Dienstag, 14. April 2026
Maspalomas24h
San Bartolomé de Tirajana organisiert einen Notfallkonvoi für die vom Sturm Therese betroffenen Bewohner des Barranco de Soria

San Bartolomé de Tirajana organisiert einen Notfallkonvoi für die vom Sturm Therese betroffenen Bewohner des Barranco de Soria

Maspalomas24h Samstag, 21. März 2026

Der Bürgermeister von San Bartolomé de Tirajana, Marco Aurelio Pérez, hebt hervor, dass die interkommunale Zusammenarbeit es ihnen ermöglicht hat, die durch den Sturm verursachten Vorfälle erfolgreich zu bewältigen.

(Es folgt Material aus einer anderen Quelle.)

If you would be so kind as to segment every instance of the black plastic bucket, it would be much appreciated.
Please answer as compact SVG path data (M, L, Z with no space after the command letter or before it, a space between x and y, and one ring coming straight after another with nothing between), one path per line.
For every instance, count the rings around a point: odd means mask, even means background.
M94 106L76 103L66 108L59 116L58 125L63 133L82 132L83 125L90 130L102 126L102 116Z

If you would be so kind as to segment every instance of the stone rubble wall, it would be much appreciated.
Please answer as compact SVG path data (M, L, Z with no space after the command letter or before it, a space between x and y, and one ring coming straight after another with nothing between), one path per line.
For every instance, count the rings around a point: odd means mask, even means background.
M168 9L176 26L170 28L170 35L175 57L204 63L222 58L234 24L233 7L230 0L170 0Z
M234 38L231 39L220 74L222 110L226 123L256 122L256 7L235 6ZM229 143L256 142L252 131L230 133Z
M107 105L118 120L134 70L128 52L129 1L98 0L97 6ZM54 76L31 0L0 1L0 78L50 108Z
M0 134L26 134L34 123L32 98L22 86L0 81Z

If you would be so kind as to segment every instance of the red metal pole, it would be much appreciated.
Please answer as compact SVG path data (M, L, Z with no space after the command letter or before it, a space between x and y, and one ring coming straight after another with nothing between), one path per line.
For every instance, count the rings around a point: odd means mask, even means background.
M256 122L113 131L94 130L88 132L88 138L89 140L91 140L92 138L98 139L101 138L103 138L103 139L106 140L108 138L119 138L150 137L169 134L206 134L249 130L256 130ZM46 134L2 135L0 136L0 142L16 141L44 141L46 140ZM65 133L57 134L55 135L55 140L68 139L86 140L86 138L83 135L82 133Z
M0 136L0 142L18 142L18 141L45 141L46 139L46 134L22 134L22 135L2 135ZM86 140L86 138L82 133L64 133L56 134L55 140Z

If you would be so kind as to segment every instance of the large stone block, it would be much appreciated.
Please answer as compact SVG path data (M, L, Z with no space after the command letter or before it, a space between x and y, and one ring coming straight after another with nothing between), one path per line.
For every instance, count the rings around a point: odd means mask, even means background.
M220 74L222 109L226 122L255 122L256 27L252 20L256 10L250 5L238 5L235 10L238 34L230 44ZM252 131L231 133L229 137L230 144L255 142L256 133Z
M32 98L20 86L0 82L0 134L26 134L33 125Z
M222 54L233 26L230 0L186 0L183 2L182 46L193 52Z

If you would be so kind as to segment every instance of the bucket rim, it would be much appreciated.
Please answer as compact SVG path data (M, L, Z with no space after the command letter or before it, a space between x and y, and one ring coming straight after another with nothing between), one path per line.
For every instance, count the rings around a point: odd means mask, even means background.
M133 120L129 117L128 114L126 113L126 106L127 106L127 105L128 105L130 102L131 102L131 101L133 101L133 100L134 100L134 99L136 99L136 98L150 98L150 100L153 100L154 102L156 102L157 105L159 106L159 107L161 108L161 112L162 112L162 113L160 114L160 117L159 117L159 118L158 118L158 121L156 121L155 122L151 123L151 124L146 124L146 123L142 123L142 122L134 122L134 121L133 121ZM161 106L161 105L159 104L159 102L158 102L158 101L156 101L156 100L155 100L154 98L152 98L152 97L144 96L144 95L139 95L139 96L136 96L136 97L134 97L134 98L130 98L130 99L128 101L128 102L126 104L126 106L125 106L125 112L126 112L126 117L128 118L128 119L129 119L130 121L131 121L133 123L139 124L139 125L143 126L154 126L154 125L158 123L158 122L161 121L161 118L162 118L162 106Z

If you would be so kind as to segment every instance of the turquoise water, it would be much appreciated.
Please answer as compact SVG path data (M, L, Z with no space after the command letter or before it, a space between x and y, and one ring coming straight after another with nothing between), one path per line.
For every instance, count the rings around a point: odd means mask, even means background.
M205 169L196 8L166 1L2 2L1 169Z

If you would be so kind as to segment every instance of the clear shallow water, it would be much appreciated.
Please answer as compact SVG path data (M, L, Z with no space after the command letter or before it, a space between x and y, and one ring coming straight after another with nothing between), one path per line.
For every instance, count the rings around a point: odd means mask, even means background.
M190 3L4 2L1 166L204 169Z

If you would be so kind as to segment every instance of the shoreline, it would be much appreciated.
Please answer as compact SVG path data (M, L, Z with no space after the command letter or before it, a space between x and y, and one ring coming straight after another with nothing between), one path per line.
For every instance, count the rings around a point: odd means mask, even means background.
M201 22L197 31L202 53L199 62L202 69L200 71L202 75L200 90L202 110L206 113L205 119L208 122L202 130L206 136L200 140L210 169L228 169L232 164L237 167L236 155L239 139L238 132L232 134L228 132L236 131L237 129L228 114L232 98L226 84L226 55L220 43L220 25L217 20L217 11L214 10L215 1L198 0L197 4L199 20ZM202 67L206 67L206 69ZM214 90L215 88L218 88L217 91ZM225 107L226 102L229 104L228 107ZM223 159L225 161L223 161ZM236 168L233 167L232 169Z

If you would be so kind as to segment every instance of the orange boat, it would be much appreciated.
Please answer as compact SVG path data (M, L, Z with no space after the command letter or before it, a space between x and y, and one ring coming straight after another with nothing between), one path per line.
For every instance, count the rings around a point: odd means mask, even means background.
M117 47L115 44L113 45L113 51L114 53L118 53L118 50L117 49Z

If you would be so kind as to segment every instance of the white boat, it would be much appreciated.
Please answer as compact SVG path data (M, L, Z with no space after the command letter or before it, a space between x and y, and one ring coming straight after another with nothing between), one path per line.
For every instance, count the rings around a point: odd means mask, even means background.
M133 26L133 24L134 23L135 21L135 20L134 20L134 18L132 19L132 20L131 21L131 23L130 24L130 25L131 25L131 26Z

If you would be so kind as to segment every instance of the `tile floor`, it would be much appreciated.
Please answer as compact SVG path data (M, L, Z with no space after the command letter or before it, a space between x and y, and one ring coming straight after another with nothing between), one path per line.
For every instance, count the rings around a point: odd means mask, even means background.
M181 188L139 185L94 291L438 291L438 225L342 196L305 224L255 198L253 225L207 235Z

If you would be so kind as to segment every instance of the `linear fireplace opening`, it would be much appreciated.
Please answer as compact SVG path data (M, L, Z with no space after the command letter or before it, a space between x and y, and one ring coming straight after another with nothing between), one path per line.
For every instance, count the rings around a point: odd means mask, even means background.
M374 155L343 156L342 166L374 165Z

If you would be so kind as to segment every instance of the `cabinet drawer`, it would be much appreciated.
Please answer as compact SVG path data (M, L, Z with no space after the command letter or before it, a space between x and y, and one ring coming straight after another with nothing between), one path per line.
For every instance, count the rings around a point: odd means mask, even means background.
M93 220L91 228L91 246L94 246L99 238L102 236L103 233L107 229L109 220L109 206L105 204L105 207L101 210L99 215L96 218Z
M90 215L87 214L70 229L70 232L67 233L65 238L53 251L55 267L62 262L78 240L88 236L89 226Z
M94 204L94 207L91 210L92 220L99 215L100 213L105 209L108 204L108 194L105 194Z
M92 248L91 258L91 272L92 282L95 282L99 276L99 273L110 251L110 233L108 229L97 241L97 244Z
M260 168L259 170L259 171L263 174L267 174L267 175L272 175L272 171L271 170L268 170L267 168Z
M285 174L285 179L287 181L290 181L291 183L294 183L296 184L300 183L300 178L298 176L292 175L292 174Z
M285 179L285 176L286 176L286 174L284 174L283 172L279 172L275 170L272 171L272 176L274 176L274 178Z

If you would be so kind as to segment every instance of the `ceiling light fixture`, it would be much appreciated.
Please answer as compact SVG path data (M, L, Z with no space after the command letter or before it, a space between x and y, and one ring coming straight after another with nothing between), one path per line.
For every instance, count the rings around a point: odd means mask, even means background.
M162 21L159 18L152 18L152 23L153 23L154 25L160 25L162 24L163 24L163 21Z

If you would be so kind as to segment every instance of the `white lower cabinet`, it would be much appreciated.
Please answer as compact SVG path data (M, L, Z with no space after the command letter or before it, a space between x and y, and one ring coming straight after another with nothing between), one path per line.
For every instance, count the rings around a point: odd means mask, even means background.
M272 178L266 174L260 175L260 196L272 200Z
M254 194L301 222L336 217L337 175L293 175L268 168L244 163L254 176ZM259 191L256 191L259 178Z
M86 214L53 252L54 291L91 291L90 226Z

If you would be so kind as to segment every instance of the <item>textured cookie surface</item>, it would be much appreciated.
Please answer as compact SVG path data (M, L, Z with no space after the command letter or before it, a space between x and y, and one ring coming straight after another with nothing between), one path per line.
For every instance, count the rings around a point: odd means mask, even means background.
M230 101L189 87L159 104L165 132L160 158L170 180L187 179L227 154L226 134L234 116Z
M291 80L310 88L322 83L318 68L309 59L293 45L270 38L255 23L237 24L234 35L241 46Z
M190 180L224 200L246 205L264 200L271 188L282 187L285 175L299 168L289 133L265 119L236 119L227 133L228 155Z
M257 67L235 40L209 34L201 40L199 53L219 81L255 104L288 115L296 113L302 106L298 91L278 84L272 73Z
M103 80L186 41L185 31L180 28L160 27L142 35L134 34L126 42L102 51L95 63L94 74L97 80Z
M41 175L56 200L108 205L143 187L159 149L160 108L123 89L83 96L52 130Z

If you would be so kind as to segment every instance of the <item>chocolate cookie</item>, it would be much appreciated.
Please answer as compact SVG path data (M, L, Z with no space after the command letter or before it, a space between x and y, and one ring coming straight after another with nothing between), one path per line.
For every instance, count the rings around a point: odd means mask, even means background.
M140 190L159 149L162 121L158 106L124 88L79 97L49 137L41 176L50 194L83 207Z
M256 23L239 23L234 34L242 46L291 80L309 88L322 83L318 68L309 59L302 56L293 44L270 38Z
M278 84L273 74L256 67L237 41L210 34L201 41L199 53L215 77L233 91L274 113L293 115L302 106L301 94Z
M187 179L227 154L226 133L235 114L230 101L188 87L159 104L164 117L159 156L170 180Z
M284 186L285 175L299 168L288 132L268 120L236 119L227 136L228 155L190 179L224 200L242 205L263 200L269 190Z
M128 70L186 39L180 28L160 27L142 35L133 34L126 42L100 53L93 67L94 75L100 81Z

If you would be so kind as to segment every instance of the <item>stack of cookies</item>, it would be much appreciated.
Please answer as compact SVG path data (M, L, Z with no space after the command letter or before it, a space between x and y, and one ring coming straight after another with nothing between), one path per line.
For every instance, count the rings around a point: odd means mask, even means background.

Marco Aurelio Pérez ruft die Bewohner zur Vorsicht und Kooperation auf, um unnötige Fahrten zu vermeiden, und prangert das unzivilisierte Verhalten vieler Radfahrer an.

 

Sturm Therese „hat die Gemeinde San Bartolomé de Tirajana erheblich beeinträchtigt“, seit der städtische Notfallplan (PEMU) am vergangenen Donnerstag um 8 Uhr morgens aktiviert wurde, wie Bürgermeister Marco Aurelio Pérez Sánchez am Samstag selbst mitteilte, als er vor die Medien trat, um über die Maßnahmen zu berichten, die der Stadtrat aufgrund von Sturm Therese ergriffen hat.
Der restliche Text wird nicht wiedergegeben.